Q1.How do you think the court decided?

Q2.Was there a breach of fiduciary duty?

 

 

8-David Byker was an accountant working for Tom Mannes. The two talked about going into business together because they had complementary business skills-

-Mannes (defendant) could locate certain properties because of his real estate background and Byker (plaintiff) could raise money for the property purchases. Subsequently, the two agreed to engage in an ongoing business enterprise, to furnish capital, labor, and/or skill to the enterprise, to raise investment funds, and to share equally in the profits, losses, and expenses of the enterprise.
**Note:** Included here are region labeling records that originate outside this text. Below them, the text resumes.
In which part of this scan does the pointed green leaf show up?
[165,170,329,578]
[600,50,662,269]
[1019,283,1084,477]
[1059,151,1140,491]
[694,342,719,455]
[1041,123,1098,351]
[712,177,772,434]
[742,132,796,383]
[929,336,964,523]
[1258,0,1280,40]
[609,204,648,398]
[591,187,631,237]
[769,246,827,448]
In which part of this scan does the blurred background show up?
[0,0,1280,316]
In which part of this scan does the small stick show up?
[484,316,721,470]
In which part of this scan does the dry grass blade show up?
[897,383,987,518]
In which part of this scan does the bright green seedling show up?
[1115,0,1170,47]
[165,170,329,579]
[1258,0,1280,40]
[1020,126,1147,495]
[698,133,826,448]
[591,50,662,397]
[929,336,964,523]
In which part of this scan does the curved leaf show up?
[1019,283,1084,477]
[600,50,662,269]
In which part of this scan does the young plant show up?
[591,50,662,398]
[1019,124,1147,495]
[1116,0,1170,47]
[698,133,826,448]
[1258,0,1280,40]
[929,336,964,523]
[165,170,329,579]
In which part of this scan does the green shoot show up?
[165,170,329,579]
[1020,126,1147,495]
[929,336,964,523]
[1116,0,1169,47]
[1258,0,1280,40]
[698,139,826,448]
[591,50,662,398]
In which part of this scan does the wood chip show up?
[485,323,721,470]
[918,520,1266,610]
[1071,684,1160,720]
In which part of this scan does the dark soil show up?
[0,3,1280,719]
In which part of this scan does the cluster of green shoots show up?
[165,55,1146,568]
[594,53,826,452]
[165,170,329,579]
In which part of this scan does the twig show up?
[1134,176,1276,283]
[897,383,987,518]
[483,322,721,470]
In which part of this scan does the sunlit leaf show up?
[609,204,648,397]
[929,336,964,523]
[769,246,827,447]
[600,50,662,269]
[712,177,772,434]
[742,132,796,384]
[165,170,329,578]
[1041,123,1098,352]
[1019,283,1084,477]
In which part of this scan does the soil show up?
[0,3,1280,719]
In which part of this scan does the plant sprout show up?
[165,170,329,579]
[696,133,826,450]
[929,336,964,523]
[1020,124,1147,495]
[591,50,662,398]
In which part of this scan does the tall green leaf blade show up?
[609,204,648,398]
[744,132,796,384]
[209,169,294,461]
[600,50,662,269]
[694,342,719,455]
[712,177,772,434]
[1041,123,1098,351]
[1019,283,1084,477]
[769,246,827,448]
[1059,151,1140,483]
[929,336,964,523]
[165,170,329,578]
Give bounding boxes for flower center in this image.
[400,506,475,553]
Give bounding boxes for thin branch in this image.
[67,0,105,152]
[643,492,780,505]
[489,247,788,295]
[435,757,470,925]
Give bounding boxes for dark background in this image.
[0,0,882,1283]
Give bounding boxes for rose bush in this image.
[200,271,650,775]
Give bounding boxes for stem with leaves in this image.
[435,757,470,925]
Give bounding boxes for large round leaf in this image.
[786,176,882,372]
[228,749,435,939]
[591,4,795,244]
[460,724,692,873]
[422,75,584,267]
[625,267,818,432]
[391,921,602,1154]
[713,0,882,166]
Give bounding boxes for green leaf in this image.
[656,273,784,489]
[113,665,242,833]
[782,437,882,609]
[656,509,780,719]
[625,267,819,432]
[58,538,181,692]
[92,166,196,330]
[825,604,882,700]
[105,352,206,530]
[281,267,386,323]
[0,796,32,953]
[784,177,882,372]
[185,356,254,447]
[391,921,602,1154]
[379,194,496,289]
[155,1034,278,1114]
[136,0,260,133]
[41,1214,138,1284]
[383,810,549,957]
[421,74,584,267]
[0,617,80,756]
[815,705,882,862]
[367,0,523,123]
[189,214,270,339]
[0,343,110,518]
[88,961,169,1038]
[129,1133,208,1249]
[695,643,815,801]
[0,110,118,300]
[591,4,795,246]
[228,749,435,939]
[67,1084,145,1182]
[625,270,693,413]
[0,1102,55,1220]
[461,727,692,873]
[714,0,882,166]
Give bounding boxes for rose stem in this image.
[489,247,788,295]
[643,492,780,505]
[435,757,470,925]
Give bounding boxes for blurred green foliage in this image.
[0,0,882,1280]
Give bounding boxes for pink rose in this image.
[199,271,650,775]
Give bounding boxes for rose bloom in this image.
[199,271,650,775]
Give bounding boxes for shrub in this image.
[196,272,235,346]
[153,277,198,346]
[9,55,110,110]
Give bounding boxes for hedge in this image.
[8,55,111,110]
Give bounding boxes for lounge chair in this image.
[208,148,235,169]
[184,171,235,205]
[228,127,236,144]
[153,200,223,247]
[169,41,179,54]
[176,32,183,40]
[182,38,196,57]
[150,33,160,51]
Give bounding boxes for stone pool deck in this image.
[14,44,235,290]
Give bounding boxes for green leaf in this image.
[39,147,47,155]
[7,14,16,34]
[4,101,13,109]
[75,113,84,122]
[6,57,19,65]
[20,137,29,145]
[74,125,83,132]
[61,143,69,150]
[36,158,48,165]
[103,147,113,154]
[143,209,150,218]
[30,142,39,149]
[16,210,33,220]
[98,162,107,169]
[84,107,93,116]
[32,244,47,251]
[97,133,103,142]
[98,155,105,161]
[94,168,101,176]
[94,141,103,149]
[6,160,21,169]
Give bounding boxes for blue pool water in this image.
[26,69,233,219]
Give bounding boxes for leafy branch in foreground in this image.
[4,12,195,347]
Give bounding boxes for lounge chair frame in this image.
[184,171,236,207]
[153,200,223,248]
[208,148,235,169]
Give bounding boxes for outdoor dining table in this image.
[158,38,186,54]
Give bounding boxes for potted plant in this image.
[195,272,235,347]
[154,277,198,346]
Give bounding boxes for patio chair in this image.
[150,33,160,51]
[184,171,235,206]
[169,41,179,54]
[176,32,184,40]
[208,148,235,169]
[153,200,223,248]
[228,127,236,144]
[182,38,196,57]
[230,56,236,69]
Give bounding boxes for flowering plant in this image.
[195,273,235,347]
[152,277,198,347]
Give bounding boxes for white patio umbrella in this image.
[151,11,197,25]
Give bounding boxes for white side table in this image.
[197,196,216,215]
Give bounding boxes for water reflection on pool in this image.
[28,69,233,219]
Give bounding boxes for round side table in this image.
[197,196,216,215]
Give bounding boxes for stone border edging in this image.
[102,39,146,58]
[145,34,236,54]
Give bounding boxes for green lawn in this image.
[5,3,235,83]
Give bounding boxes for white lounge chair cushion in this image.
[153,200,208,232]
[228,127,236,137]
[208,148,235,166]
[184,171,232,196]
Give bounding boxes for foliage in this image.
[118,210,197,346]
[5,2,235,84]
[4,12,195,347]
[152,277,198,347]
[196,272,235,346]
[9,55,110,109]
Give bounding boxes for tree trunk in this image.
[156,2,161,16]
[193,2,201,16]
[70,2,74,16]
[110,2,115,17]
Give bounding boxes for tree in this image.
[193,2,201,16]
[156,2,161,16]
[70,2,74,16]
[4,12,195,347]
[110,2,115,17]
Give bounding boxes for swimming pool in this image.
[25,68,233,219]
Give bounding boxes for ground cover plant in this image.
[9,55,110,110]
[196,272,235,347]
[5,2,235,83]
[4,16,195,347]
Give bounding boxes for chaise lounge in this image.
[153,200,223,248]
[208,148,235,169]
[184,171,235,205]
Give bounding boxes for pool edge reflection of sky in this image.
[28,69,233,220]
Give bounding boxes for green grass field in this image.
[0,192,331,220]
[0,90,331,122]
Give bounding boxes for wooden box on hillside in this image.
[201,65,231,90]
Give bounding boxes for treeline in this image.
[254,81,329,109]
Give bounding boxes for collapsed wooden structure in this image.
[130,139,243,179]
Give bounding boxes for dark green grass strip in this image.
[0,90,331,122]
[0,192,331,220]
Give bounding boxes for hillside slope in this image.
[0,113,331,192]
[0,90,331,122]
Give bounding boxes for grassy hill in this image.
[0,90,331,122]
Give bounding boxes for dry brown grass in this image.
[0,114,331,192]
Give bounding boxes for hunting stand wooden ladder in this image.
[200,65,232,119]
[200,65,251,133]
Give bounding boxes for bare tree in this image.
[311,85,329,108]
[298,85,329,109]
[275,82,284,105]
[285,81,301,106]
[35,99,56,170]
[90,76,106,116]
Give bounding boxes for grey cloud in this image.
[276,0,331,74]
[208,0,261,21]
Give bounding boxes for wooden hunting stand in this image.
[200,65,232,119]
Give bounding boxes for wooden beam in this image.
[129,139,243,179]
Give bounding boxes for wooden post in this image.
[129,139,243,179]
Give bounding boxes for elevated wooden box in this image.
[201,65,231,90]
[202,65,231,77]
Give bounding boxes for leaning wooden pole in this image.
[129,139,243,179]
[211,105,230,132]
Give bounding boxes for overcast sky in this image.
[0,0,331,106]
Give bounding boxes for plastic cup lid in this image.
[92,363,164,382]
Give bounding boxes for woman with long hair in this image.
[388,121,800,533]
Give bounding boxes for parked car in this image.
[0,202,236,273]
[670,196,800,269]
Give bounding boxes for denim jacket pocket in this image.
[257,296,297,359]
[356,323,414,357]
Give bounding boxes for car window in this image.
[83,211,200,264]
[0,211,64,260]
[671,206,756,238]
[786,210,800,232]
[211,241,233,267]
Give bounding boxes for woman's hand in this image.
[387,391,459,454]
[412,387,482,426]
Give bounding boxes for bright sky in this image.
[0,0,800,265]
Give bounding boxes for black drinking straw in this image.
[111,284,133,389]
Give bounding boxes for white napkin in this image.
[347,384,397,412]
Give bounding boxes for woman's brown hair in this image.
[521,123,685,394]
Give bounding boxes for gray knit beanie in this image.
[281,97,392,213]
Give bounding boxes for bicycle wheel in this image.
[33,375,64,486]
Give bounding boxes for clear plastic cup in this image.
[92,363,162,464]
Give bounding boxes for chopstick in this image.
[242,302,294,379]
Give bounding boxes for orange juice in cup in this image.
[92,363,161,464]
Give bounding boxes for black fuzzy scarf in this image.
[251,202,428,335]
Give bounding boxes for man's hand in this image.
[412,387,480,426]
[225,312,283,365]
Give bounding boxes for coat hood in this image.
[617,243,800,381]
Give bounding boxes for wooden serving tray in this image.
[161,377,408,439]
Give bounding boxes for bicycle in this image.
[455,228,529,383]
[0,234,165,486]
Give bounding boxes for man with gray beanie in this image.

To facilitate the investment of limited partners, Byker and Mannes created separate entities wherein they were general partners or shareholders for the purposes of operating each separate entity. After the two men encountered some financial difficulties with a venture, Byker approached Mannes with

regard to equalizing payments as a result of the losses incurred with the failed business opportunity. Mannes claims that this was the first time he ever received notice about any outstanding payments. After unsuccessfully seeking reimbursement from Mannes, Byker filed suit for the recovery of the money on the basis that the two men had entered into a partnership. Specifically, Byker asserted that the obligations between him and the defendant were not limited to their formal business relationships established by the individual partnerships and corporate entities but that there was a “general” partnership underlying all their business affairs. In response, Mannes asserted that he merely invested in separate business ventures with the plaintiff and that there were no other understandings between them.

[Byker v. Mannes, 465 Mich.637; 641 N.W.2d 210 (2002).]

Q1.Did the two businessmen form a partnership, or were their business deals all separate ventures?

Q2.Was there intent to make a consensual business relationship even though Mannes argues there was not?